Is there a $2 \times 2$ real matrix $A$ such that $A^2=-4I$? Does there exist a $2 \times 2$ matrix $A$ with real entries such that $A^2=-4I$ where $I$ is the identity matrix?
Some initial thoughts related to this question:


*

*The problem would be easy for complex matrices, we could simply take identity matrix multiplies by $2i$.

*There is another question on this site showing that this has no solution for $3\times3$ matrices, since the LHS has determinant $\det(A^2)=\det^2(A)$ which is a square of real number, but determinant of $-4I_3$ is negative. But the same argument does not work for $2\times2$ matrices, since $\det(-4I_2)=4$ is positive.

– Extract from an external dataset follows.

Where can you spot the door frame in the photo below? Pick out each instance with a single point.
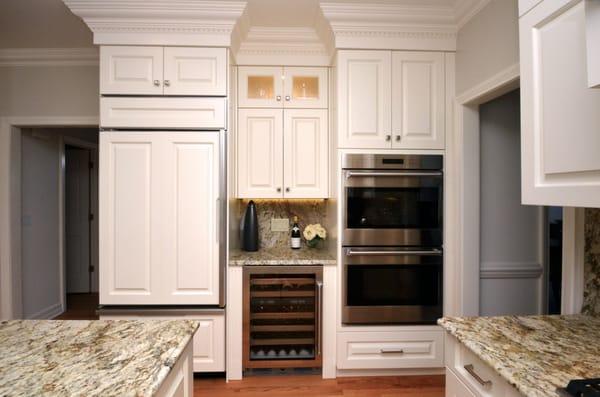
(463, 188)
(11, 304)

 A: Every matrix satisfies its characteristic polynomial. So, any matrix with characteristic polynomial $\lambda^2+4$ would work. Taking the diagonal to be zero and the off diagonal entries to be $4$ and $-1$ would give you a solution. 
A: A 2-by-2 matrix is not too bad to work out the algebraic equation for its coefficients:
Let 
$
A=\begin{bmatrix} a & b \\c  & d\end{bmatrix} 
$. We end up with the matrix equation:
$$
A^2 = \begin{bmatrix} a^2+bc & b(a+d) \\c(a+d)  & d^2 + bc\end{bmatrix} 
= -4 \, I = \begin{bmatrix} -4 & 0 \\0  & -4\end{bmatrix}.
$$
So we have 4 equations
$$
\begin{equation}
a^2+bc = -4 \quad (1)\\
b(a+d) = 0 \quad (2) \\
c(a+d) = 0 \,\quad (3) \\
d^2+bc = -4 \quad (4).
\end{equation}
$$
It is easy to see that $a + d = 0$. Since if otherwise $a+d \not=0$, equations (2) and (3) it would imply that: $b=c=0$, then from equation (1): $a^2 = -4$ which can't happen.
Since $a+d=0$, we have $a^2 = d^2$. Thus equations (1) and (4) are identical. Therefore, the conclusion is that there are infinitely many solutions, as long as $a,b,c,d$ satisfy that
$$
\begin{cases}
a+d=0 \quad &(5)\\
a^2 = -(4+bc) \quad &(6).
\end{cases}
$$
Since there are 4 variables with 2 equation, one can choose 2 free variables and derive the others from the free ones. The simplest is from suggestion of user "zwim":
$$
A=\begin{bmatrix} a & -\frac{a^2+4}{c} \\c  & -a\end{bmatrix},
$$
where $a$ and $c$ are any real numbers.
Example: choose a = 1, c = -5 we have:
$
A=\begin{bmatrix} 1 & 1 \\-5  & -1\end{bmatrix}. 
$
A: Yes.  
$A = \begin{bmatrix} 0 & 2 \\ -2 & 0 \end{bmatrix}; \tag 1$
There are others.  Note that if
$J =\begin{bmatrix} 0 & 1 \\ -1 & 0 \end{bmatrix}, \tag 2$
then
$J^2 = -I, \tag 3$
so $J$ is a real $2 \times 2$ matrix "version" of $i \in \Bbb C$.  Here,
$A = 2J. \tag 4$
A: We have two matrix equations 
$A^2=-4I$  i.e.
$A^2+4I=0$   
and general equation from Cayley-Hamilton theorem  for $ 2 \times 2$ matrices
$A^2-\text{tr}(A)A+\det(A)I=0$.
Comparing both equations we obtain
$\text{tr(A)}=0$   , $ \det(A)=4$.
So if we denote $A=\begin{bmatrix} a & b \\c  & d\end{bmatrix} $  then $d=-a$ and consequently $-a^2-bc=4$.
These conditions are sufficient  to obtain an infinite number of solutions,   even with integer values.
Check for example
$A=\begin{bmatrix} 2 & -1 \\8  & -2\end{bmatrix} $. 
Factorizing $a^2+4$ (with assistance  for example Number Empire site   ) you can obtain even a less obvious integer solutions, for example $A=\begin{bmatrix} 23 & -13 \\41  & -23\end{bmatrix}$ where all absolute values of entries are prime numbers.
A: $A = \left [\begin{array}{ccc}
0 & 2  \\
-2 & 0  \\
\end{array} \right ]$.